Меж тем парень нерешительно шагнул назад, все еще держа ее руки в своих. Сделал еще один шажок. Теперь соприкасались только их пальцы, и, наконец, и это слабое объятие разорвалось.
— Ригг с Ясной Поляны, — прервал его чистый голос пересуды толпы.
— Подойдите же, ступите на первую ступень, — пророкотал жрец, и будьте отныне Восходящими. Пусть единственный самый достойный преодолеет все испытания и дойдет до вершины, где будет ему даровано право исполнить свое желание.
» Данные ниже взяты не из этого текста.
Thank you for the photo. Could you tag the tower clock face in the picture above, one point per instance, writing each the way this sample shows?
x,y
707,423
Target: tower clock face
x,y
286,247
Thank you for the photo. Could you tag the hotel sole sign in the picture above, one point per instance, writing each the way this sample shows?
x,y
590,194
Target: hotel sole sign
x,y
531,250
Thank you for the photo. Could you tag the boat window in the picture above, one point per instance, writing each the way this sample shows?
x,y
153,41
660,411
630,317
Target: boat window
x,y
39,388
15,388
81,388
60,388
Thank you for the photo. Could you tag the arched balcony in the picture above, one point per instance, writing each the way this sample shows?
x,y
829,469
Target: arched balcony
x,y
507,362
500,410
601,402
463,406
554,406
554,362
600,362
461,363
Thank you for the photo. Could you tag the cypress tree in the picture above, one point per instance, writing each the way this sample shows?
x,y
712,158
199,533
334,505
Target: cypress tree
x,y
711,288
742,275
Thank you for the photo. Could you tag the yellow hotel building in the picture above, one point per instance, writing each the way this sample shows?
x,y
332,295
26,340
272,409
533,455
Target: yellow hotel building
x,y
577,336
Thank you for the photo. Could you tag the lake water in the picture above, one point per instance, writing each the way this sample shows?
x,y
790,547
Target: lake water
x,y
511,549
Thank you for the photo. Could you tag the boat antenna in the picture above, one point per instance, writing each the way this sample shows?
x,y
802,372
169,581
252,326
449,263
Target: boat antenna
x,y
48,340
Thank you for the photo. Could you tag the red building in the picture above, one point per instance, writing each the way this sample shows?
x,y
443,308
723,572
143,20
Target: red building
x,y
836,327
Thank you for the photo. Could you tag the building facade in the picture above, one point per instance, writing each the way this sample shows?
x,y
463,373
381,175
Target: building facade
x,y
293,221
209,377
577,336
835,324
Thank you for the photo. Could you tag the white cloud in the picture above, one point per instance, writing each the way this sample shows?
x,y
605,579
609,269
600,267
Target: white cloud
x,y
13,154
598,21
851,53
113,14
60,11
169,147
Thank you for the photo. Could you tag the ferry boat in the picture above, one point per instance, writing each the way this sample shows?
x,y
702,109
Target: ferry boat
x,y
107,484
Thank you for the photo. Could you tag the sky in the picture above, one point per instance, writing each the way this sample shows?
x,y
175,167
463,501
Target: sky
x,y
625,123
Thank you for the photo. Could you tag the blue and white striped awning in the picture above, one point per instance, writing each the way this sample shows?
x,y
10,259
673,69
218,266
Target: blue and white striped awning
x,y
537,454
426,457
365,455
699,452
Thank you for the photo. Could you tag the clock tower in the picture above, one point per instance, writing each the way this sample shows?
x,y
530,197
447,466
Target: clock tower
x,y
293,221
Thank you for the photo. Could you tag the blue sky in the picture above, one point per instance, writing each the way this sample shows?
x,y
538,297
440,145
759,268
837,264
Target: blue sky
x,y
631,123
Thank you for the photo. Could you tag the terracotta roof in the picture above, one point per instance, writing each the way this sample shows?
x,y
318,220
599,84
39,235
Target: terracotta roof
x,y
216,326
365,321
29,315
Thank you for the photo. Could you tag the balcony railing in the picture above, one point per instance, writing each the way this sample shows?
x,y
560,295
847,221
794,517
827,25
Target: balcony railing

Выстроившиеся перед первой ступенью практически одновременно поднялись на нее, ступили на вторую, третью. Подошли к распахнутым воротам, жрец посторонился, давая дорогу, на мгновение поравнялись с Лансом и перешагнули линию врат. Отныне они считались Восходящими, принадлежащими Лестнице.
Створки ворот дрогнули и, закрывшись, скрыли ушедших от глаз провожающих.
Сразу же завопили плакальщицы, почтительно зашелестели придворные, мать Крына уже не в силах сдерживаться, упала на землю в плаче, а девушка, что стояла в стороне от всех ясным взглядом полным надежды безотрывно глядела на ворота, на ступени лестницы, по которым еще никогда не спускался ни один Восходящий.